In some cases, like buying or selling a house, you get to choose whether to be a customer or a client. About thirty years ago the real estate industry was where the financial services industry is today. Many buyers or sellers were unclear, when they retained a real estate agent, as to the agent’s fiduciary duty. Even though an agent might show a buyer lots of houses, the agent technically worked for the seller. This was confusing, especially to buyers who often thought of the agent who hauled them around for days showing them houses as “their” agent. It was equally confusing to real estate agents, who often worked “for” the buyer even though their fiduciary duty was to the seller. That is no longer the situation in most states today. Real estate agents must give you the choice of having the real estate agent work for you (where you will be the client) or work for the other party (where you will be the customer). In some cases the agent is allowed to work for both buyer and seller, meaning the agent doesn’t work for either party. The agents are required to fully disclose whether you are the customer or the client. If you are the customer, you have the opportunity to retain and become the client of your own agent.

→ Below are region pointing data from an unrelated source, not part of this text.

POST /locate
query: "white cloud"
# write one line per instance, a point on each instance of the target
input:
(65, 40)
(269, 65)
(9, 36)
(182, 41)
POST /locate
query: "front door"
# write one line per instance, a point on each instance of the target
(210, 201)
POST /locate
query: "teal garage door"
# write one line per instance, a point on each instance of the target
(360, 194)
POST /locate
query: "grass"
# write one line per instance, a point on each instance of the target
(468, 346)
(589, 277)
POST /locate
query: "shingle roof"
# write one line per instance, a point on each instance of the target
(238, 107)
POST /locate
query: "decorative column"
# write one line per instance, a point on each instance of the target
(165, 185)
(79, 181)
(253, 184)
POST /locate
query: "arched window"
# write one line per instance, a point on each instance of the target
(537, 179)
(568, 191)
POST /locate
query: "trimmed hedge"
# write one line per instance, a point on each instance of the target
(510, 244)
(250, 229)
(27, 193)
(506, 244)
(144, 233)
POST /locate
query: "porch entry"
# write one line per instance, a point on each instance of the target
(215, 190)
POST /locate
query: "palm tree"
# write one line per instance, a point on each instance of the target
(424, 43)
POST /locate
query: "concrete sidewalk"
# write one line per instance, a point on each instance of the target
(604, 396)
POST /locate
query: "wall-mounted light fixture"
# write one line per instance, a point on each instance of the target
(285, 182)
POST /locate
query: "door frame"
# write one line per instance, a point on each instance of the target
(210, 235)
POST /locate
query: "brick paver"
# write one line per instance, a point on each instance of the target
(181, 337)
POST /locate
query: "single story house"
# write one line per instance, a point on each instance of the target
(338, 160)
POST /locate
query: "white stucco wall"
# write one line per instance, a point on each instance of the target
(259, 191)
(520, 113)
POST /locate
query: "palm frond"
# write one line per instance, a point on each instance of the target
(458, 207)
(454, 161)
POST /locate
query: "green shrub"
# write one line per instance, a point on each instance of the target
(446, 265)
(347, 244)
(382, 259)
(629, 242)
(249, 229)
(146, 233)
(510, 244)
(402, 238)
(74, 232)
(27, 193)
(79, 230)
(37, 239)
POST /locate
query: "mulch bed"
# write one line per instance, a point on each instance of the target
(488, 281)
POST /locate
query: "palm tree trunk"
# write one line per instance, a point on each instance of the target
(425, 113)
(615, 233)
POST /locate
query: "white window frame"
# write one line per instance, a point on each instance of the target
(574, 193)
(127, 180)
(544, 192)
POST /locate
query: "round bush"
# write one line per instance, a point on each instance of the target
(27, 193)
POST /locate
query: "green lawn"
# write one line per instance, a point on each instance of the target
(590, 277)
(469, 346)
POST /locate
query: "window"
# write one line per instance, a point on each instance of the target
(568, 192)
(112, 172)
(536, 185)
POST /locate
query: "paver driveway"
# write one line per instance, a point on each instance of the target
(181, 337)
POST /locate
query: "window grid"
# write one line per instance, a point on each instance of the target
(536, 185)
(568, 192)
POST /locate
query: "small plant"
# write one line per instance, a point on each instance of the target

Ironically, despite the recent proposed reforms in the financial services industry, there is very little to no transparency or disclosure required of financial salespeople.

Most investors are confused about which financial professionals are held to a fiduciary standard. Some 75% of consumers believed “their” financial advisors had a fiduciary duty to put their interests first. In actuality, less than 20% of the advisors were fiduciaries. Most consumers thought they were clients, but they were actually customers. This is especially serious, since most people are left thinking they are getting unbiased financial advice when they are actually getting a sales pitch.
Why is the financial services industry so far behind the real estate industry when it comes to transparency and disclosure? Probably because the financial services industry is far more consolidated than the real estate industry and has a lot of influence on Capitol Hill.

Don’t assume you are a client rather than a customer. Demand clear answers, and go elsewhere if you don't get them. Demand the same level of disclosure from a financial services professional that you would get from a real estate professional.